Iya, sudah 40 tahun usiaku terbilang dalam hitungan hijriah tentunya. Usia ini adalah usia tua pada masa muda, usia muda pada masa tua. Life begin from fourty age. Istilah dari western sana. Usia ini bagiku adalah titik tolak untuk menentukan apa yang harus aku lakukan dalam sudut pandang intelektual, emosional, maupun spiritual. Tegasnya, kebijakan dan harus banyak pertimbangan dalam berbagai hal. Pendek kata, managemen diri.

Sejak aku kecil, sering mengalami perundungan dengan cap sebagai anak "Tukang mancing". Yah, abahku mendapati gelar dari orang-orang sekitar dan itupun menempel padaku.
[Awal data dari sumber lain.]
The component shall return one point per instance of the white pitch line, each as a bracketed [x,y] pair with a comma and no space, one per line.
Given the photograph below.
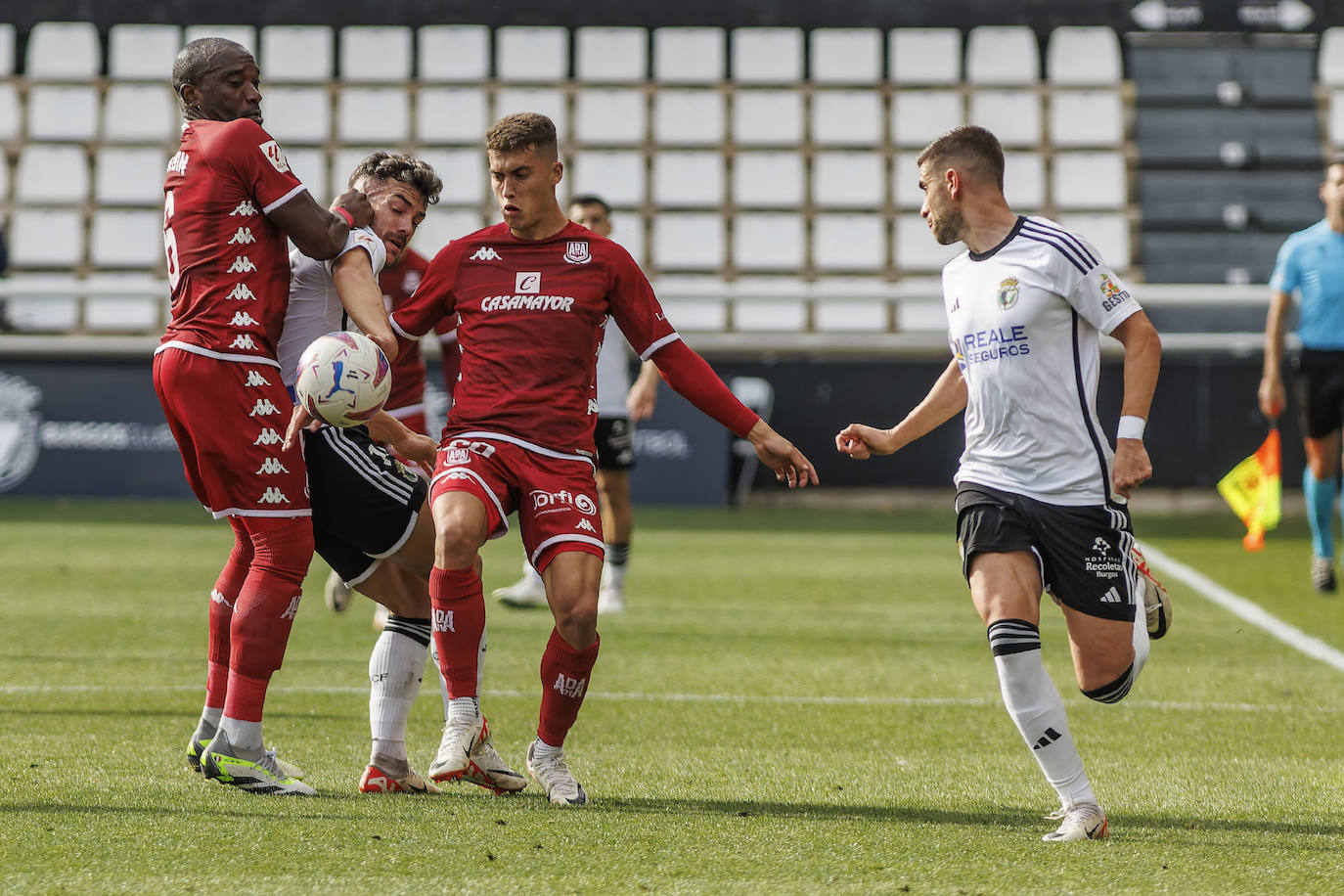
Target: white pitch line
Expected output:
[1247,610]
Namun, aku membalikan keadaan dengan prestasi, menjadi juara kelas. Serta mendapatkan beasiswa dari hasil usahaku. Padahal jujur saja, aku jarang sekali belajar. Bisa jadi adalah doa orang tua dan keberkahan dari para leluhur. Aku haturkan terimakasih kepada mereka semua.
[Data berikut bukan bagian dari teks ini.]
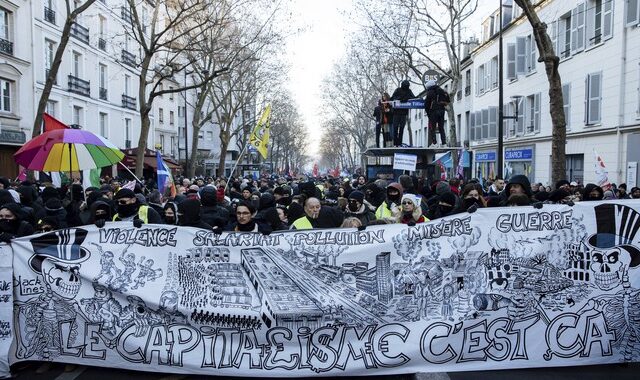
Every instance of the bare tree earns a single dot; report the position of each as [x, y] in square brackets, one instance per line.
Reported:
[556, 108]
[164, 39]
[69, 24]
[420, 31]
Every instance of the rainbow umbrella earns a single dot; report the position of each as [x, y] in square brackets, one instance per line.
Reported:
[66, 150]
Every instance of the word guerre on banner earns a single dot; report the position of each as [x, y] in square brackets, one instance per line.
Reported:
[499, 288]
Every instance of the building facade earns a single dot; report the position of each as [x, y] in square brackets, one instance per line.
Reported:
[598, 42]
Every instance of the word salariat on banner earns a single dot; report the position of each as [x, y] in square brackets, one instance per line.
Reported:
[499, 288]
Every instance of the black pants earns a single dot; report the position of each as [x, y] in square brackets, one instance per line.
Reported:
[399, 121]
[436, 120]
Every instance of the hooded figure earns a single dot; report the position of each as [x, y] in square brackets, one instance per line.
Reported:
[189, 214]
[12, 224]
[390, 208]
[592, 192]
[403, 94]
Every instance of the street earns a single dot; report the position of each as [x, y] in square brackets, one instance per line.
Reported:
[616, 371]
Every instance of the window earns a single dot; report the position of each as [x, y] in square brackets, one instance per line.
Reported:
[480, 79]
[532, 113]
[593, 101]
[632, 13]
[578, 17]
[5, 95]
[494, 72]
[566, 103]
[103, 125]
[5, 18]
[77, 64]
[511, 61]
[51, 107]
[77, 115]
[127, 84]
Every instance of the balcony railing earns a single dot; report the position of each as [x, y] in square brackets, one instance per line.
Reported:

Saat remaja, aku sering mengalami De Javu. Mengalami mimpi jadi kenyataan. Bahkan hingga saat ini pun sangatlah sering mengalami. Sebuah hidayah, ujar guruku dengan singkat, pada waktu itu aku bertanya pada beliau. Namun, pada usia seperti ini lebih banyak diam, tanpa harus mengutarakan kepada yang lain.

Sebelum menikah, dengan darah muda yang bergejolak banyak peristiwa-peristiwa yang aku alami. Tak pelak, banyak suka duka yang tertuang di buku harian. Hingga, semua agak tersendat saat mulai menjajaki hidup dengan pernikahan. Bersama istriku Apriani.
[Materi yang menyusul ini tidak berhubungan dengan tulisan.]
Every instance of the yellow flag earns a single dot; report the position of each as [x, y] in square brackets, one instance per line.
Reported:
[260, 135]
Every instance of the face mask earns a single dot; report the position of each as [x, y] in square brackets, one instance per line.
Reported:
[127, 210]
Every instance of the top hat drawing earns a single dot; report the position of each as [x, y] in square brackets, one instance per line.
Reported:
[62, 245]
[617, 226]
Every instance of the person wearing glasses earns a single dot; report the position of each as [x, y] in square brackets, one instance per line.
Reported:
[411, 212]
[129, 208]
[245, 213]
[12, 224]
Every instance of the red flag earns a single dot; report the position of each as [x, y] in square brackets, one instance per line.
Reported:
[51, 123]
Pernikahan kami sudah menginjak tahun ke-13. Tahun yang penuh dengan peristiwa yang mewarnai perjalanan hubungan ini. Terkadang penuh cinta, amarah, sedih dan bahkan campur tangan pihak lain pun ada. Terimakasih kepada istriku yang masih percaya bahwa suamimu ini masih ingin bersamamu.

Anakku Muhammad Rihaan Malyabari, sekarang kamu jadi kakak. Ayah berharap jadilah contoh untuk adikmu. Naikkan derajat orang tuamu dengan kesholehan, ataupun prestasi yang terbaik. Mohon, kurangi bermain gadget. Jagalah, mamahmu buat ia selalu tersenyum. Jaga adikmu, karena suatu saat ia pasti membutuhkan mu, Boy.

Anakku Almahdi Malyabari, meski saat ini ayah mengetikkan hal ini kamu masih bayi. Tapi ayah percaya, suatu saat kamu akan membaca ini nanti. Jadilah, seorang yang hebat dan berprestasi, anakku. Jagalah mamahmu, buat dia bahagia. Jagalah kakakmu, karena ia adalah saudaramu.

Kesalahan ayah jangan kau ikuti, ayah tak membuatkan Nisan untuk makam kakekmu dari pihak ayah. Abah Memed, nama lengkap beliau adalah Muhammad Marsum bin Sairi. Darah dan dagingnya mengalir ditubuh ayah dan kalian berdua. Namun, berkat dari kebarokahan dari ilmu Guru ayah, akhirnya melalui pesan tersirat Abah Memed selalu memantau dari alam barzah.

Begitu pula dengan leluhur ayah dan kalian berdua, tegasnya ayah berpesan jangan lupakan leluhur kalian. Tanpa mereka, kalian tak akan lahir ke dunia. Mereka ada dan kau pun ada. Meski kini sudah lain dunia. Anakku, doakan mereka sebatas kau mampu, sebatas kau kuat dan sebanyak kau melakukanya. Ingatlah, senjata umat mu'min itu adalah doa. Berimanlah dan taslimlah kepada Alloh dan Rosululloh serta Sahabatnya. Suatu saat ayah akan ceritakan.